The British Columbia Supreme Court recently upheld a decision of an Arbitration Panel (the “Panel”) that ruled in favour of H&R Block (“Block”) with regard to a Satellite Franchise Agreement (the “Agreement”) between the company and a complaining franchisee.
While the Court’s central reason for denying the franchisee’s appeal was the lack of a question of law on which the Court could rule, the Court also considered four (4) substantive issues raised by the franchisee.
The Court first assessed the franchisee’s complaint regarding a distribution agreement between Block and a third party, Allianz Education Fund Inc. (“Allianz”). This agreement was for the distribution of Allianz’s products through Block’s franchisees. However, Block informed the complaining franchisee that she was not eligible to participate in the distribution of the Allianz products. Once refused, she then proceeded to enter into a similar agreement directly with Allianz, and subsequently informed H&R of the arrangement. H&R argued that the franchisee’s actions were in breach of the Agreement and demanded that the Allianz contract with the franchisee be cancelled. In considering Block’s actions in this regard, the Panel ruled that the criteria for the torts of unlawful interference with economic relations and inducing breach of contract were not met since there was no element of unlawfulness or lack of justification. In fact, the Panel found that Block had a legitimate interest in ensuring compliance with securities regulations; an obligation that was at risk if the franchisee was allowed to directly enter into agreement with Allianz.
In addition to supporting the Panel’s reasoning on the above issue and emphasizing that the franchisee’s complaint raised no question of law, the Court pointed out that no miscarriage of justice would result from denial of the appeal. It also mentioned that other avenues of addressing the franchisee’s complaint were available, including an action for breach of contract against Allianz or one against Block for its alleged tortuous activities.
The Court also supported the Panel’s decision on the franchisee’s second complaint. She challenged Block’s requirement that franchisees obtain their clients’ signature expressing approval of the terms set out in its Privacy Agreement even when such clients simply desire to acknowledge that they do not want Block to send them unnecessary information. The franchisee argued that this requirement had a perverse effect since it ensured that Block was given access to, and use of, her client’s private information. In addition to similar reasons as those set out in respect of the first issue, the Court ruled that the franchisee was better served by bringing her complaint under alternative legislation regarding protection of personal information.

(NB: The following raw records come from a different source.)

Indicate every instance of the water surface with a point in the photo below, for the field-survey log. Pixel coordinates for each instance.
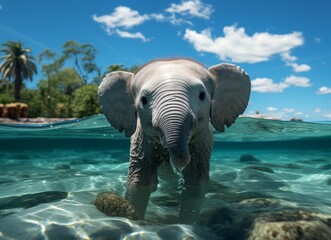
(50, 175)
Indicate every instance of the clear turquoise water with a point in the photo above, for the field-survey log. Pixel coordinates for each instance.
(51, 174)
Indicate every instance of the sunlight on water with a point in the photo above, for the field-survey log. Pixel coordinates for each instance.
(51, 174)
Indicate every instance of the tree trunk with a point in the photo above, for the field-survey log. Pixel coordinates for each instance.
(18, 86)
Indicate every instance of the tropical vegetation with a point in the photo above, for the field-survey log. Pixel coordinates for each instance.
(68, 83)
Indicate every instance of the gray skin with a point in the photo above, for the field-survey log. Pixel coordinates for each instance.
(166, 109)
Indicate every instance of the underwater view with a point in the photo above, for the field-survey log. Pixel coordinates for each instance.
(265, 175)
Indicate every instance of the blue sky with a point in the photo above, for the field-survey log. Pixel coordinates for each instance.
(283, 45)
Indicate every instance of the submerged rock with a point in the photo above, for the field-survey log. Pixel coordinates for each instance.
(325, 167)
(292, 225)
(248, 158)
(260, 168)
(115, 206)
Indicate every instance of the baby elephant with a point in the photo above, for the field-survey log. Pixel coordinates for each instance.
(166, 108)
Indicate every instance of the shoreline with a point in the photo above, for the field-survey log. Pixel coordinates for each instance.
(38, 120)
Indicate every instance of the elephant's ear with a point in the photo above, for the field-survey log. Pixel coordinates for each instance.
(230, 96)
(116, 101)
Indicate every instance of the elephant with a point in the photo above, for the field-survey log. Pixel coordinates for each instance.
(168, 108)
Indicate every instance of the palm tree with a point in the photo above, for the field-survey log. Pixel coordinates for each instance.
(16, 65)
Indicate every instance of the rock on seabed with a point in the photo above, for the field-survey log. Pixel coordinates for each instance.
(292, 225)
(115, 206)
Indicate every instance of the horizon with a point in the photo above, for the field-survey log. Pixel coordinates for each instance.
(283, 46)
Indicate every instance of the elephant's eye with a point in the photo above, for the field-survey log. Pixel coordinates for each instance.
(143, 100)
(202, 96)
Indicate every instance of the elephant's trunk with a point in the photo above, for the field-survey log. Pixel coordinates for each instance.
(175, 120)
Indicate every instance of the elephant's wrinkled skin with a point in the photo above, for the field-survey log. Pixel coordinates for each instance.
(166, 108)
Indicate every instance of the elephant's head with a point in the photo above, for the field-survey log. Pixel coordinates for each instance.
(174, 100)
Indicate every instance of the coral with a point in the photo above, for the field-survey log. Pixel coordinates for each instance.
(115, 206)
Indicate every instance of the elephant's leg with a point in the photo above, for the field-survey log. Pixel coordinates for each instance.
(142, 174)
(196, 175)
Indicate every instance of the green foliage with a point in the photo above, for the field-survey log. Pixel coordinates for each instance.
(68, 87)
(6, 98)
(83, 56)
(85, 101)
(16, 65)
(57, 92)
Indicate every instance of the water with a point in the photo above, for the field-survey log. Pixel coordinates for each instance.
(51, 174)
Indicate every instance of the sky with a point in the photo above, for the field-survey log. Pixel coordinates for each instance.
(283, 45)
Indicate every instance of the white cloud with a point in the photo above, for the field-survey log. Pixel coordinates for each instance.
(290, 61)
(297, 81)
(264, 85)
(237, 46)
(121, 17)
(300, 67)
(288, 110)
(138, 35)
(324, 90)
(272, 109)
(124, 18)
(193, 8)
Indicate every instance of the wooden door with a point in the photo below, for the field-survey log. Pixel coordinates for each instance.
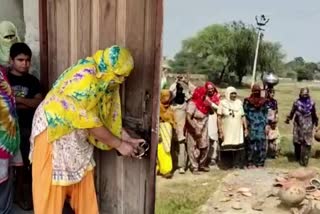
(73, 29)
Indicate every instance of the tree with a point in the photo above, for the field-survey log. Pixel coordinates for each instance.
(221, 51)
(303, 70)
(242, 53)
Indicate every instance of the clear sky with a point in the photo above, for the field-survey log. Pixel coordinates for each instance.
(294, 23)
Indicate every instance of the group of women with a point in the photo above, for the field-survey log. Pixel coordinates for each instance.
(197, 130)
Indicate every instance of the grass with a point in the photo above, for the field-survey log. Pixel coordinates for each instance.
(185, 193)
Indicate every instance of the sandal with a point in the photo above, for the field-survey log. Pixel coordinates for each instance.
(311, 188)
(315, 182)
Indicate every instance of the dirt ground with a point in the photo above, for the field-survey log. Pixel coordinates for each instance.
(262, 195)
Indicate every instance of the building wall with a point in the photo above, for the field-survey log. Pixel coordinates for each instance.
(12, 10)
(31, 20)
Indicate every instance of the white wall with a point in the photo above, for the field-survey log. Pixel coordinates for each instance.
(31, 19)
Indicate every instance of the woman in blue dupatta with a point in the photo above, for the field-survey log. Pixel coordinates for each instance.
(304, 116)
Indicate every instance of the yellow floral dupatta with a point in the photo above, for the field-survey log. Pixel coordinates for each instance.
(87, 95)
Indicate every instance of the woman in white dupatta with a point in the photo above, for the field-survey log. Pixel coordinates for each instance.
(232, 127)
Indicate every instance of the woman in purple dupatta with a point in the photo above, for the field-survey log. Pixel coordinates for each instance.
(305, 119)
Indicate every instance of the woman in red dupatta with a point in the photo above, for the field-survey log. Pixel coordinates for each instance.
(197, 130)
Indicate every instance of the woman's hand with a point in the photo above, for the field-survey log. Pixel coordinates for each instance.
(136, 142)
(287, 121)
(198, 132)
(126, 149)
(246, 132)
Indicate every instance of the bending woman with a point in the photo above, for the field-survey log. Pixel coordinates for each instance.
(9, 143)
(81, 110)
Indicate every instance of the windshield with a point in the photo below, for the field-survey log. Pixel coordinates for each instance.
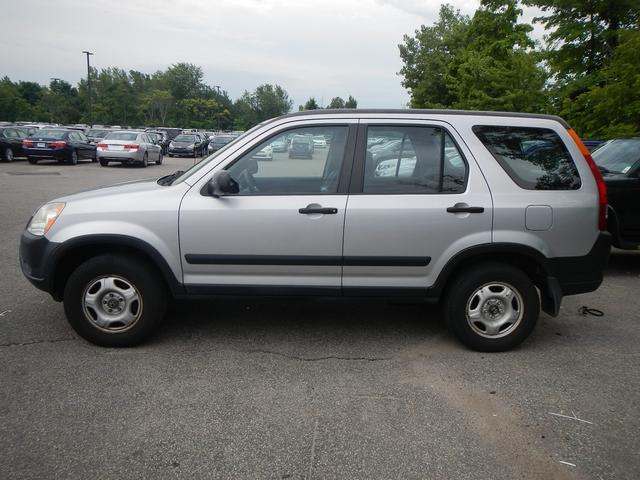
(211, 157)
(57, 134)
(185, 138)
(127, 136)
(618, 156)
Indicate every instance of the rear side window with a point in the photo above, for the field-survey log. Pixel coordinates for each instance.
(534, 158)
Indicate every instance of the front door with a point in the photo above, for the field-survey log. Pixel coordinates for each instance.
(283, 231)
(418, 198)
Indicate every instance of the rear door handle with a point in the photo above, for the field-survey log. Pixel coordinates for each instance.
(324, 211)
(455, 209)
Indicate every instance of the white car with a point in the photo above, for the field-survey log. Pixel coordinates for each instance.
(265, 153)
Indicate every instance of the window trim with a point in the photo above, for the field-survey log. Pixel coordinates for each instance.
(504, 165)
(345, 172)
(357, 177)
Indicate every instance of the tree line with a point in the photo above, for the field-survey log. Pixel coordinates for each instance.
(586, 70)
(176, 97)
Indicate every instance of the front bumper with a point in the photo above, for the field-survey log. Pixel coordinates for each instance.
(34, 252)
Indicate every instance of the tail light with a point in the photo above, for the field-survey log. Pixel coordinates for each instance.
(602, 188)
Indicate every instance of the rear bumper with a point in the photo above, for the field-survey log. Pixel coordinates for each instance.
(582, 274)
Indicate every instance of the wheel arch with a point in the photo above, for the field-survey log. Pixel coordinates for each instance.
(69, 255)
(527, 259)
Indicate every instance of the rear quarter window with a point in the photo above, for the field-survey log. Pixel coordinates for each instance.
(534, 158)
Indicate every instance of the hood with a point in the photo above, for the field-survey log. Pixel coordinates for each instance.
(135, 186)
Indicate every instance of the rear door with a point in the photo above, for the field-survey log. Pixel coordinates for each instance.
(408, 214)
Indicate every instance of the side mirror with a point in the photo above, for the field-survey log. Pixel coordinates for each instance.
(222, 184)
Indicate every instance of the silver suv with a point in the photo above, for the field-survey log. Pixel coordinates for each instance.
(495, 214)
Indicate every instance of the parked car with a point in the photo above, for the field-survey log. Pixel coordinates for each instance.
(280, 145)
(301, 146)
(219, 141)
(186, 145)
(319, 141)
(127, 147)
(95, 135)
(619, 162)
(171, 132)
(496, 238)
(11, 143)
(264, 154)
(162, 139)
(62, 145)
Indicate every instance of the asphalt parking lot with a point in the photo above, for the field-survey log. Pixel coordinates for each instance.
(306, 388)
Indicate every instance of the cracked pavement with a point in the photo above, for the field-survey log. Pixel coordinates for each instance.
(308, 388)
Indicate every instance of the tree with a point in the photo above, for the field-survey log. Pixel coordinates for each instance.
(156, 105)
(336, 102)
(311, 104)
(613, 106)
(427, 56)
(583, 34)
(497, 68)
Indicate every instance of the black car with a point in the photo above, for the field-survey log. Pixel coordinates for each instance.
(186, 145)
(619, 162)
(162, 139)
(11, 143)
(58, 144)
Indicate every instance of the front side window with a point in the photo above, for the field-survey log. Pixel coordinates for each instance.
(534, 158)
(412, 160)
(291, 163)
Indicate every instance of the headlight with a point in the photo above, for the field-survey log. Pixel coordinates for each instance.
(44, 218)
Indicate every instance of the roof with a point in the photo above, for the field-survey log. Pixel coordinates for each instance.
(417, 111)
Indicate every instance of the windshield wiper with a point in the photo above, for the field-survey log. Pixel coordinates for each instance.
(168, 179)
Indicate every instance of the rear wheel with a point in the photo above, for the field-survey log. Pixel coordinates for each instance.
(114, 301)
(492, 307)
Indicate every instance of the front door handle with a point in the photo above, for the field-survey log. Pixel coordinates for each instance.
(465, 209)
(324, 211)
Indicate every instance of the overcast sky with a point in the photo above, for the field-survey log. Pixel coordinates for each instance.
(311, 48)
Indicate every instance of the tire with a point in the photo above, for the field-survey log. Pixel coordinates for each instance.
(492, 307)
(106, 281)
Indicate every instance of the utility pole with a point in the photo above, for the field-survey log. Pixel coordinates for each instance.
(89, 86)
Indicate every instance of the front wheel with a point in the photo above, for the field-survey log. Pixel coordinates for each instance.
(492, 307)
(114, 301)
(8, 154)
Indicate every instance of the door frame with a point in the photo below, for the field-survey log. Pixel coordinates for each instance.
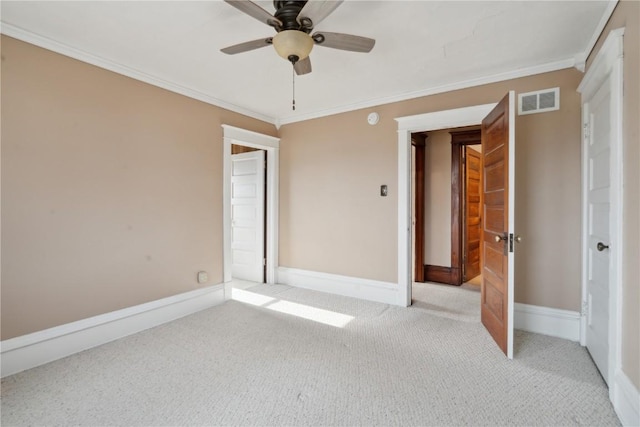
(608, 63)
(233, 135)
(418, 141)
(446, 119)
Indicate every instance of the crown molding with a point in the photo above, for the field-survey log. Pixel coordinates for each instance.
(72, 52)
(581, 58)
(494, 78)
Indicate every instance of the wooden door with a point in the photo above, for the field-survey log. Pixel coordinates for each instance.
(472, 223)
(247, 216)
(498, 150)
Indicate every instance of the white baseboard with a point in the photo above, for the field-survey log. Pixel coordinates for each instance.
(28, 351)
(547, 321)
(626, 400)
(371, 290)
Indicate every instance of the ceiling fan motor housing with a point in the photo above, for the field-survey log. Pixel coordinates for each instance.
(287, 12)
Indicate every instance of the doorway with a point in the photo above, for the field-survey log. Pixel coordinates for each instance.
(271, 145)
(248, 207)
(498, 130)
(446, 195)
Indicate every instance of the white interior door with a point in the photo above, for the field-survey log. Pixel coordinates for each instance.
(597, 114)
(247, 216)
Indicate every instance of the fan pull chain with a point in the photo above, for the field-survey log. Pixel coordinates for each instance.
(293, 80)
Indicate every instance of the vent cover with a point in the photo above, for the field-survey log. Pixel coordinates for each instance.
(539, 101)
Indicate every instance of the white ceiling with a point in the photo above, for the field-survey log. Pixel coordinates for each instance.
(422, 47)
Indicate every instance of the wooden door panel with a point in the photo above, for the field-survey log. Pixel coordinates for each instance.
(496, 143)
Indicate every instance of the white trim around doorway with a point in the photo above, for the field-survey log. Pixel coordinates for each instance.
(238, 136)
(608, 63)
(467, 116)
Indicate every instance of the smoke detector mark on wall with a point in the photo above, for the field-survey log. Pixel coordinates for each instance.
(539, 101)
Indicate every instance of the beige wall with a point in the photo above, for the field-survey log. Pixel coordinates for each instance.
(627, 14)
(111, 190)
(332, 219)
(437, 199)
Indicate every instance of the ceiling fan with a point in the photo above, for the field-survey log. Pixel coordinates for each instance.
(294, 20)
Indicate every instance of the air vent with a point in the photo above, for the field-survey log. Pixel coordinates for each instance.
(539, 101)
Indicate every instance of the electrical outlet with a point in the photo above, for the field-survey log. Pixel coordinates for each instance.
(203, 277)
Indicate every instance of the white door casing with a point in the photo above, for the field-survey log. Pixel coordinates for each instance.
(238, 136)
(601, 91)
(247, 216)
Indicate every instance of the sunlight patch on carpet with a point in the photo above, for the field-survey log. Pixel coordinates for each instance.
(319, 315)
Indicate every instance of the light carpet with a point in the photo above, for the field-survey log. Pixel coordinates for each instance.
(247, 364)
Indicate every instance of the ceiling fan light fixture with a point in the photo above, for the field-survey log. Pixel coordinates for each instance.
(293, 43)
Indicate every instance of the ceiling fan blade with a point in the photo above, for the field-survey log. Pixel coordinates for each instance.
(252, 9)
(344, 41)
(303, 66)
(246, 46)
(316, 11)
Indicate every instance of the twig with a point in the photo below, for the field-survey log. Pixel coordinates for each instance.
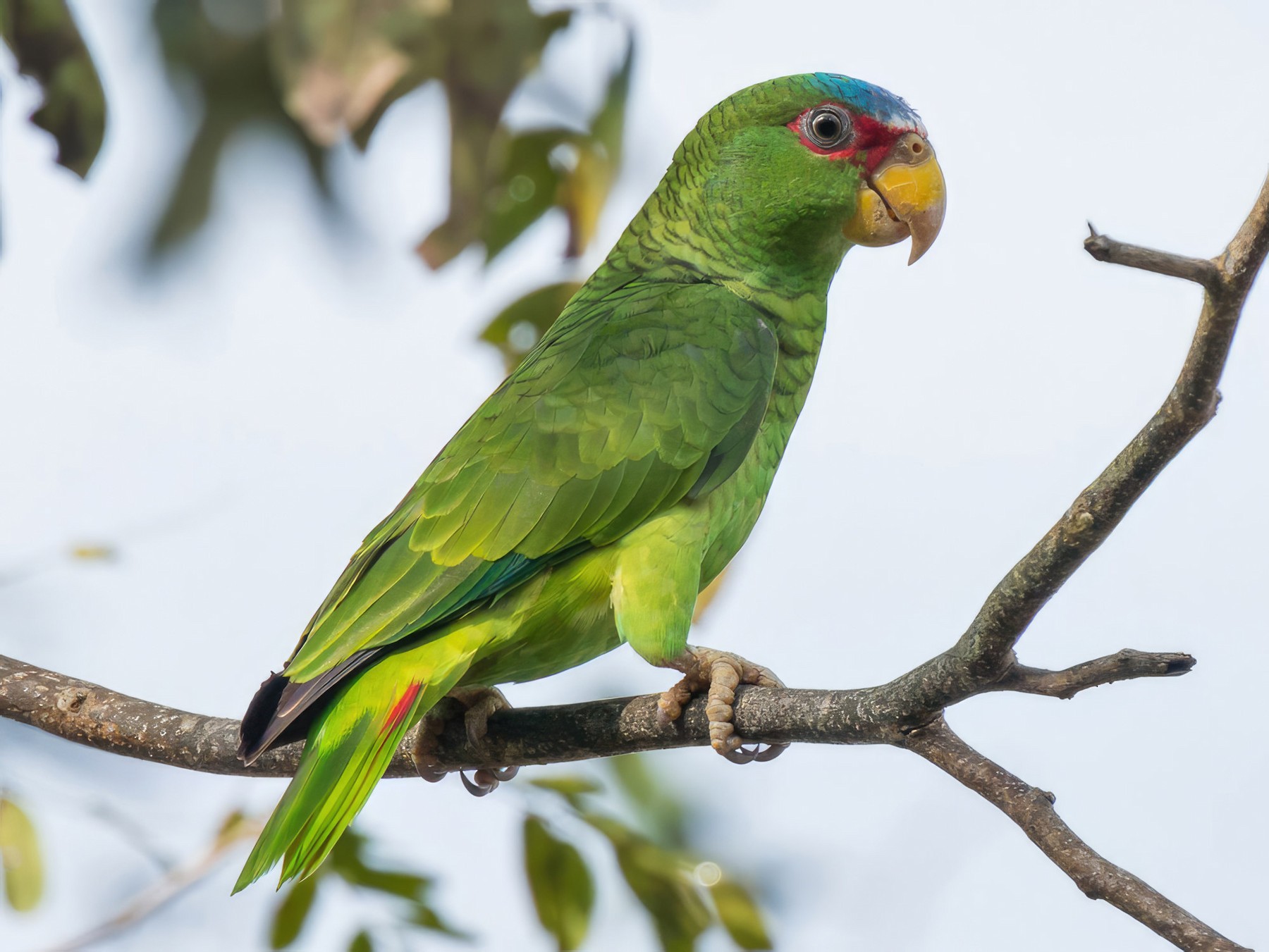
(907, 712)
(1034, 810)
(1121, 666)
(163, 891)
(988, 645)
(97, 717)
(1201, 271)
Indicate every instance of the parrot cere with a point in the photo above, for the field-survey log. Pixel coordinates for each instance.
(620, 466)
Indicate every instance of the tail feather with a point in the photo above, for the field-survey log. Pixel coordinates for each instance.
(349, 747)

The franchisee also contested restrictions on her use of Block software. While Block provides franchisees with free tax preparation software, it does so on the condition that the franchisees provide a list of all non-Block software being used and that they do not use non-business software on the computers on which Block software is being used. The Court agreed with the Panel that the franchisee is clearly not obligated to use Block’s software but by choosing to do so, the franchisee is obliged to comply with the conditions of such use.
The Court also dismissed the franchisee’s final submission that Block should provide copies of its software in printed form and that its software licence agreement should not extend beyond standard computer industry licence agreements.